In six years of collaboration, this is the first time I've uploaded a video of Annabel Park and me discussing our work. The night before, we had watched a classic documentary by Ross McElwee called Sherman's March, and, as Annabel was dropping me off at the airport, we began a conceptual exchange about our new film, Story of America. Annabel came up with a new idea that I thought worth recording.
I didn't have a camera on me, but I turned on the voice recorder on my iPhone while she completed her thought. Then when we arrived at the terminal, I turned on the video function and asked her to say it again.
As you hear in the longer version of this video, Annabel was born in South Korea and immigrated to Texas with her family when she was 9 years old. She says that her experience finding her identity in America has been a creative process — learning, observing, spending a lot of time being confused, and finally realizing that identity construction in America has often been a creative process. In this video, and going forward, perhaps, in our film, Annabel connects her personal search for identity in America to a centuries-long struggle to find our shared identity as a nation.

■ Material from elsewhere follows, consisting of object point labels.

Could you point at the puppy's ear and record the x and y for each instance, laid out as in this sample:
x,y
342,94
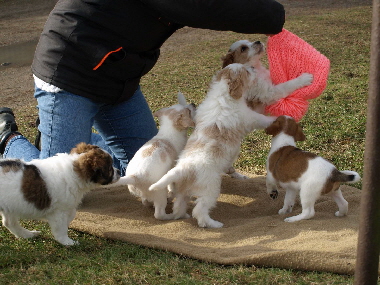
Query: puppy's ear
x,y
181,99
158,113
227,59
274,128
300,136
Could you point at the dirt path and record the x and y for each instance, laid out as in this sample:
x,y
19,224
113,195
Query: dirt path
x,y
21,22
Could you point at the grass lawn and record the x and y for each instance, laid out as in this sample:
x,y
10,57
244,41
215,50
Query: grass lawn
x,y
334,126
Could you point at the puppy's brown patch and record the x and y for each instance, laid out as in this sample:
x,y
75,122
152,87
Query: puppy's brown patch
x,y
181,118
94,164
237,80
34,188
334,181
288,163
239,55
11,165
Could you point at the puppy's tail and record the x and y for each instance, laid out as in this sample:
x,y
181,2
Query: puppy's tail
x,y
165,180
346,176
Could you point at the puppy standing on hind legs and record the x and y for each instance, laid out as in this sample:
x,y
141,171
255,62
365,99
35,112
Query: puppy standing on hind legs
x,y
158,155
302,172
222,120
250,54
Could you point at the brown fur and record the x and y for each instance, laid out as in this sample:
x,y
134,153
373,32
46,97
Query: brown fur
x,y
181,119
94,164
238,56
34,188
288,163
237,82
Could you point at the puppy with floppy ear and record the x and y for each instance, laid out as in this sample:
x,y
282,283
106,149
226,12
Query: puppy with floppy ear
x,y
262,92
52,188
301,172
158,155
222,120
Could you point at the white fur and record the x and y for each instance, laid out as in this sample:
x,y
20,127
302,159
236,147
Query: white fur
x,y
205,158
250,54
64,186
143,171
310,184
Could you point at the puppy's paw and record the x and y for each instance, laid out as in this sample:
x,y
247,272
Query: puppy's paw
x,y
291,219
210,224
306,79
180,216
274,194
285,210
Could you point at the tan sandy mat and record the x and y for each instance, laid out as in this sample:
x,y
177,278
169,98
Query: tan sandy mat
x,y
253,232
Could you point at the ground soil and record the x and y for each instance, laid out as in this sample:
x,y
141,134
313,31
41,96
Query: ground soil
x,y
21,22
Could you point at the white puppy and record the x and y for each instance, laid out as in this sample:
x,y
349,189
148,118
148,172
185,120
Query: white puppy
x,y
51,189
298,171
158,155
222,120
262,92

One of the goals of our new film is to uncover the sources of division in America, and do something to counter them. In my view, much of the division can be attributed to bifurcated historical narratives (north vs. south, essentially) regarding slavery, the Civil War, Jim Crow laws, the Civil Rights movement, and the election of our first African American president.
For instance, we sat down with Rev. Dr. William Barber in Durham, NC and learned about his Third Reconstruction historical framing. He believes a modern-day fusion politics (a union of progressive whites and people of color) is what America needs in order to fulfill the promise of its founding ideals. In contrast, we talked to Diane Rufino, leader of the Eastern North Carolina Tea Party, who was born in New Jersey but has adopted a Confederate version of American history to go with her conservative political beliefs. Annabel and I both found this fascinating.

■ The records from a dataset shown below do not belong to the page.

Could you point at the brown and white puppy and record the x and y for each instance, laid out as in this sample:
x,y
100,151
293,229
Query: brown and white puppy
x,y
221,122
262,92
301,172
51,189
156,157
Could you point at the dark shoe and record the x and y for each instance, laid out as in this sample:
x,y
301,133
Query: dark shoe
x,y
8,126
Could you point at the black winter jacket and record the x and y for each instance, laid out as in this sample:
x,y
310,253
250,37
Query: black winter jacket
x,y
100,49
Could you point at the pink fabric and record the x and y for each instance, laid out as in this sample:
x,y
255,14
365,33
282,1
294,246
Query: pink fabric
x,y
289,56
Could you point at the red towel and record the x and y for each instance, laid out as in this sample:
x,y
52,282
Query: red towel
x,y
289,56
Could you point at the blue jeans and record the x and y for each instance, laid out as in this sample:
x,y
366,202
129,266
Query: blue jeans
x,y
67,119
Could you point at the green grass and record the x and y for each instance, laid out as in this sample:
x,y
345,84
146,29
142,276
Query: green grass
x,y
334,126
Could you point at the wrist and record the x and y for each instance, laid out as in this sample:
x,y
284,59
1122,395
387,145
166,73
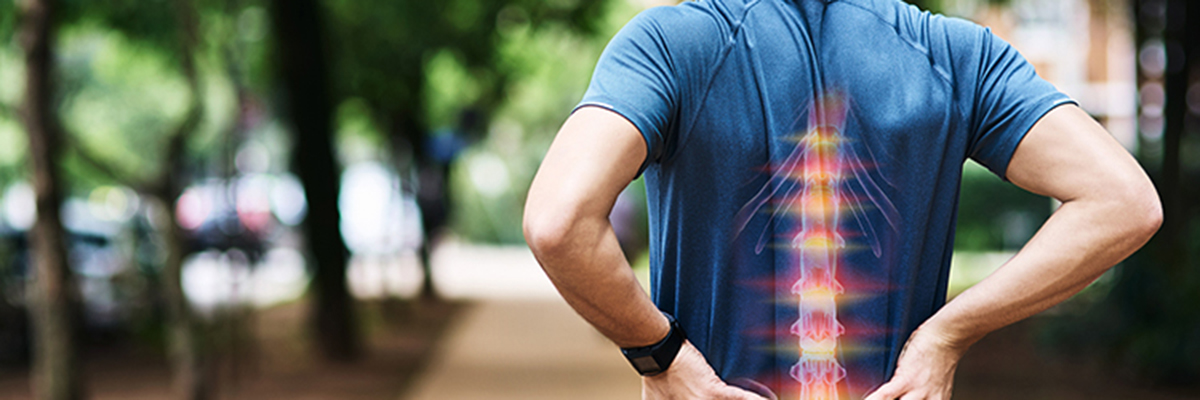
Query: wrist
x,y
948,334
657,357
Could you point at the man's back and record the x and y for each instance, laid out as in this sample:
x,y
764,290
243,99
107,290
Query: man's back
x,y
803,153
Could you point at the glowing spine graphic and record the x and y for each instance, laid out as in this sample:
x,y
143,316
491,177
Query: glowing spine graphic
x,y
817,248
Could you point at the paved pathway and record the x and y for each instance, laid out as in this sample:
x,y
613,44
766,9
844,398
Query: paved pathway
x,y
520,340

Annabel's theory is that the north-vs-south division is a narrative that, while certainly based in reality, is a only a surface layer that obfuscates deeper layers of reality. She will write her own blog about this, but as I read it, she is saying:
The underlying division, discontent, and confusion in America flows from political corruption and economic inequality. Those who benefit from the corruption and inequality exploit our inability to come to terms with conflicting historical and cultural narratives and find a common identity as a people.
This, in a nutshell, is why she is so interesting in achieving unity through dialogue and storytelling, and you can see Annabel finding the language to express this in this video.
Another thing I like about the video is the non-chronological ending. By putting the beginning at the end, I am trying to share with you a familiar feeling for documentary filmmakers — when you've missed an important moment and are trying desperately to replicate it. In this case, though, I did have an audio recording of the precious gem that I wanted to recapture, and in the last 40 seconds of the video, you get to hear what that was. Again, I paraphrase:
One possible remedy for the conflicting identities that divide America is learning about as many of them as possible, and sharing what we find, so that more of us are expansive and creative in defining America, and less of us are limited by our own experiences.